Servizi per l’insediamento e la crescita delle PMI all’estero sono garantiti da 105 nuovi sportelli aperti presso le Camere di Commercio. Firmato anche l’accordo Mise-Unioncamere che destina 10 milioni di euro per la promozione delle Piccole medie imprese
Una nuova rete di Sportelli per l’internazionalizzazione è stata presentata dal Ministro dello Sviluppo Economico, Corrado Passera, e dal Presidente di Unioncamere, Ferruccio Dardanello. L’operazione vuole agevolare le imprese italiane che intendono varcare il confine del Paese. Secondo le stime di Unioncamere a «partire» potrebbero essere circa 70 mila imprese che vantano prodotti e strategie di business idonei al gran passo. Così, presso tutte le Camere di Commercio, 105 nuovi sportelli rappresentano l’attuazione dell’input dettato dal Governo e dai recenti provvedimenti normativi, di una strategia comune di tutti i soggetti coinvolti nelle politiche di supporto all’internazionalizzazione delle imprese.
Le Camere di Commercio, in sinergia con le altre istituzioni competenti, rappresentano quindi il punto di contatto primario sul territorio. Presso gli Sportelli, le imprese potranno contare sul supporto di oltre 300 unità di personale formato nelle Camere italiane, e su un pool di oltre 30 esperti che risponderà in tempo reale alle domande delle imprese, dai quali ottenere:
? Servizi certificativi per l’estero: informazioni su normative e disposizioni attinenti i documenti necessari per esportare, convenzioni internazionali, certificati, visti e tutti gli atti per l’estero, nonché il rilascio dei certificati/documenti necessari all’impresa;
? Primo orientamento: su Paesi e mercati, settori economici, normative internazionali, analisi sulla propensione all’export, trend di mercato.
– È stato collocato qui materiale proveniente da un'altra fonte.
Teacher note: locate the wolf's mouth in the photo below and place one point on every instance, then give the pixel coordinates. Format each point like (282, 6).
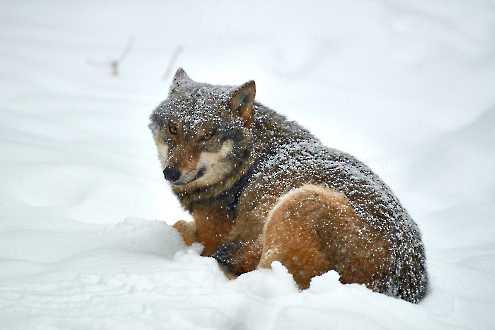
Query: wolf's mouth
(188, 178)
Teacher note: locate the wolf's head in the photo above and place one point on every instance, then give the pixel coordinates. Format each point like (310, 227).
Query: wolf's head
(203, 133)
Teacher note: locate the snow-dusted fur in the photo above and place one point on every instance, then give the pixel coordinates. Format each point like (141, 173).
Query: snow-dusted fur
(380, 245)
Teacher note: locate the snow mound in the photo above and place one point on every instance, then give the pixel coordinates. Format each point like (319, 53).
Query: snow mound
(138, 274)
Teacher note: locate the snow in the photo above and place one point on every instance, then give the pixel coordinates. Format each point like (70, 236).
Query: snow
(85, 241)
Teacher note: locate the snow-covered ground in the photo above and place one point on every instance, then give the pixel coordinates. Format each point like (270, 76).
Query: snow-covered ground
(85, 242)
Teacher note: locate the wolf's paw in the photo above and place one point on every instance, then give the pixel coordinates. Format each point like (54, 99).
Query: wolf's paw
(187, 230)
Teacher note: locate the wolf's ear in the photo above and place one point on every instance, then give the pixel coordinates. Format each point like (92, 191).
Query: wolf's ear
(242, 102)
(179, 77)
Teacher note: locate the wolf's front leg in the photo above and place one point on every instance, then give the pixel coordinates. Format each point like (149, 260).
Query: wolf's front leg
(238, 257)
(187, 230)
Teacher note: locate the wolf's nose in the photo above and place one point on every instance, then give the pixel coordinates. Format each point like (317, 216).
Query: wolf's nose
(171, 174)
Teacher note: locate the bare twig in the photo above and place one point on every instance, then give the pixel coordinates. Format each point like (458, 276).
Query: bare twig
(171, 62)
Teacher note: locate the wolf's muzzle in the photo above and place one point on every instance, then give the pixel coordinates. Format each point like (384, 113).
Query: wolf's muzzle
(171, 174)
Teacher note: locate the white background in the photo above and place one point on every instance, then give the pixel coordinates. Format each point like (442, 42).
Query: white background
(406, 86)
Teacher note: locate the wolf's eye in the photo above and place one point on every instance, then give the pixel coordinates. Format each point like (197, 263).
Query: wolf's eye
(172, 128)
(208, 135)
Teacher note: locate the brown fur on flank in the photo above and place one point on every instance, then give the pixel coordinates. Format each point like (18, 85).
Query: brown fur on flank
(263, 189)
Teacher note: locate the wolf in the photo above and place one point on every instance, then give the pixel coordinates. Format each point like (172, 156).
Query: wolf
(261, 188)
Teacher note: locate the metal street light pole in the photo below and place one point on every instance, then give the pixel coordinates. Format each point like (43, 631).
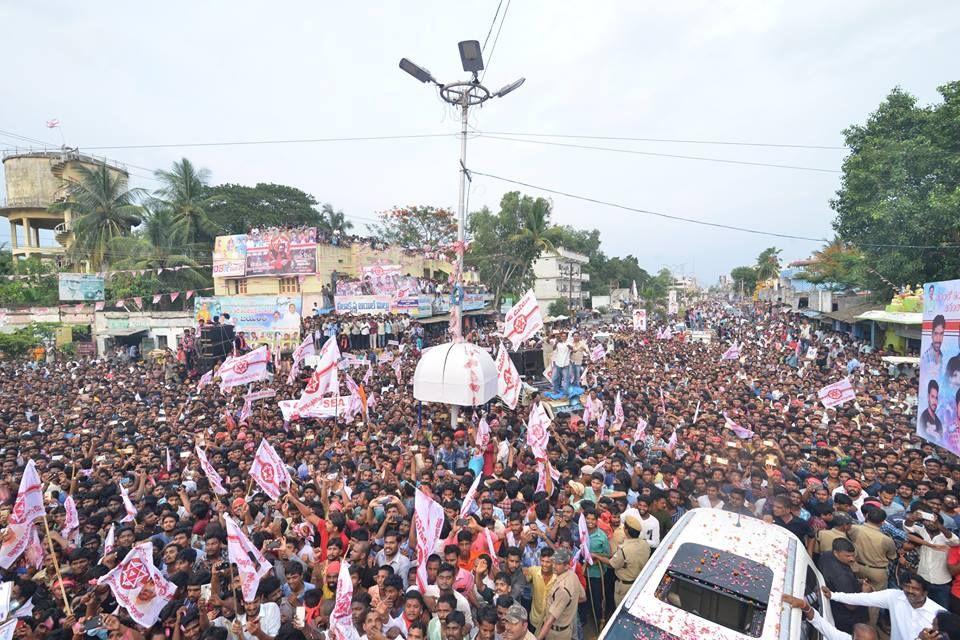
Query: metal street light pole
(464, 94)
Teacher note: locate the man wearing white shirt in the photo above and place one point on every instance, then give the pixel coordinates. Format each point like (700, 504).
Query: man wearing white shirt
(911, 611)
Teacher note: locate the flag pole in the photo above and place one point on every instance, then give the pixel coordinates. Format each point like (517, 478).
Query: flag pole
(56, 565)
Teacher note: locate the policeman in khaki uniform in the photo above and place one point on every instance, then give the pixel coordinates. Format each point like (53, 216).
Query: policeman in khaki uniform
(629, 559)
(563, 596)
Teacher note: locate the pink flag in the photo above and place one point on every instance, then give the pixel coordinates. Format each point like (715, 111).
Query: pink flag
(742, 432)
(732, 352)
(205, 379)
(483, 434)
(468, 500)
(641, 430)
(216, 482)
(251, 565)
(72, 523)
(269, 471)
(508, 379)
(250, 367)
(538, 434)
(523, 320)
(324, 379)
(837, 393)
(138, 586)
(584, 540)
(109, 542)
(305, 349)
(127, 505)
(427, 523)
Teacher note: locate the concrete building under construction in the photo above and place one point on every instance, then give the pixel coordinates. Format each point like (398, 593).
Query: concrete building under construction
(35, 180)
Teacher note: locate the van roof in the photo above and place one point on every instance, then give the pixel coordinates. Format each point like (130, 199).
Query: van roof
(767, 544)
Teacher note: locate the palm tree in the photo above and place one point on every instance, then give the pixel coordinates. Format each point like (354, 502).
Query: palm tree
(158, 246)
(334, 221)
(184, 191)
(102, 208)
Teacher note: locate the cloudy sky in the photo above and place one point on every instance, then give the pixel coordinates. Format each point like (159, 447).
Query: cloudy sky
(127, 74)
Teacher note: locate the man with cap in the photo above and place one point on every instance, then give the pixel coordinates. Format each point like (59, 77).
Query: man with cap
(564, 596)
(515, 624)
(629, 559)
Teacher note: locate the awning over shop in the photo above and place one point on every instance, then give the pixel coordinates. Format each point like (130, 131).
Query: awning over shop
(893, 317)
(123, 333)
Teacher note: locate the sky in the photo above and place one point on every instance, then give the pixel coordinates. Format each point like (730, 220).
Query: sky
(125, 74)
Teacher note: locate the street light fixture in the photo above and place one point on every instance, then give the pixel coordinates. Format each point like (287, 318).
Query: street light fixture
(463, 94)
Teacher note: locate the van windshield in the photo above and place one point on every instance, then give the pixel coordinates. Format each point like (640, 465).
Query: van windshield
(719, 586)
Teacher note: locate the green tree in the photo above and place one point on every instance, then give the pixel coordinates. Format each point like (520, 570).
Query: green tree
(415, 227)
(235, 208)
(901, 186)
(768, 263)
(838, 266)
(103, 208)
(334, 221)
(184, 192)
(744, 279)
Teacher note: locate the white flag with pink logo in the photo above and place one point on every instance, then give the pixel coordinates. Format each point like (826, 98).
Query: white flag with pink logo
(538, 434)
(138, 586)
(341, 618)
(250, 367)
(508, 379)
(251, 565)
(469, 499)
(523, 320)
(427, 523)
(584, 540)
(325, 379)
(216, 482)
(837, 393)
(127, 505)
(742, 432)
(269, 471)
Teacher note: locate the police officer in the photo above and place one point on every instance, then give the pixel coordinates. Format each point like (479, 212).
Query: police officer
(563, 597)
(628, 561)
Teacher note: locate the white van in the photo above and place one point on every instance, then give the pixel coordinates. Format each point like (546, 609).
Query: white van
(721, 576)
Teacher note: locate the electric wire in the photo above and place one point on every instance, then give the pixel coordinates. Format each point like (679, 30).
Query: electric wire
(664, 155)
(717, 225)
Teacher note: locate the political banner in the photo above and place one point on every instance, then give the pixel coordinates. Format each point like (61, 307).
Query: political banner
(230, 256)
(270, 320)
(938, 398)
(80, 287)
(275, 251)
(837, 393)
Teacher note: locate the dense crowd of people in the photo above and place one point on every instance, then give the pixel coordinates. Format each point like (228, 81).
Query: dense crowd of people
(875, 506)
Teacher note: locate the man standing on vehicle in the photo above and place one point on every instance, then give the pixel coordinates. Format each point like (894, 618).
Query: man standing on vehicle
(564, 596)
(629, 559)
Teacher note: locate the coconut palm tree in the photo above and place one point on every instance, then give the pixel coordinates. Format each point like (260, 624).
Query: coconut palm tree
(184, 192)
(334, 221)
(102, 208)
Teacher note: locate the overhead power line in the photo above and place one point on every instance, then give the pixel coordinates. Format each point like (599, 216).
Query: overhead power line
(705, 223)
(734, 143)
(663, 155)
? Informazione a assistenza: su formalità per aprire un’impresa di import-export, fasi di un’operazione commerciale internazionale, informazione sui principi di marketing internazionale, analisi sull’esportabilità dei prodotti;
? Assistenza specializzata: su certificazione, procedure doganali, fiscali e assicurative; normative internazionali; diffusione dei programmi e dei calendari; costituzione di società all’estero, contrattualistica internazionale; finanziamenti internazionali e comunitari, informazioni sulle opportunità offerte da Simest e Sace.
Le nuove strutture rappresentano quindi un nuovo modello di assistenza specializzata ed un collegamento con tutte le strutture che si occupano di promozione dell’internazionalizzazione: Regioni, rete diplomatica consolare, Camere di commercio italiane all’estero, Camere miste, uffici dell’Agenzia ICE, sistema associativo. La rete degli Sportelli, inoltre, si avvarrà di una serie di strumenti informativi messi a disposizione sul sito www.worldpass.camcom.it, di fonte camerale, Agenzia ICE e ministero degli Affari esteri. A breve vi confluiranno anche servizi specializzati di Sace e Simest.
Il prossimo passo sarà la realizzazione di un’unica piattaforma informatica per la totale interazione dei diversi Sportelli della rete e l’interazione con le altre istituzioni centrali e regionali. La piattaforma metterà a fattor comune i patrimoni informativi della rete nazionale ed estera delle Camere, degli uffici dell’Agenzia ICE, delle ambasciate e degli uffici consolari, consentendo anche l’aggiornamento in tempo reale dei report sui Paesi e le risposte all’utenza sulle diverse aree geografiche di interesse.
Da ricordare che a supporto dello sviluppo delle PMI il 21 febbraio è stato firmato L’Accordo di Programma Mise-Unioncamere che destina 10 milioni di euro (nell’ambito del Fondo di Perequazione del sistema camerale) per l’innovazione tecnologica, la diffusione della banda larga, la costituzione di reti di impresa e lo stimolo all’autoimprenditorialità.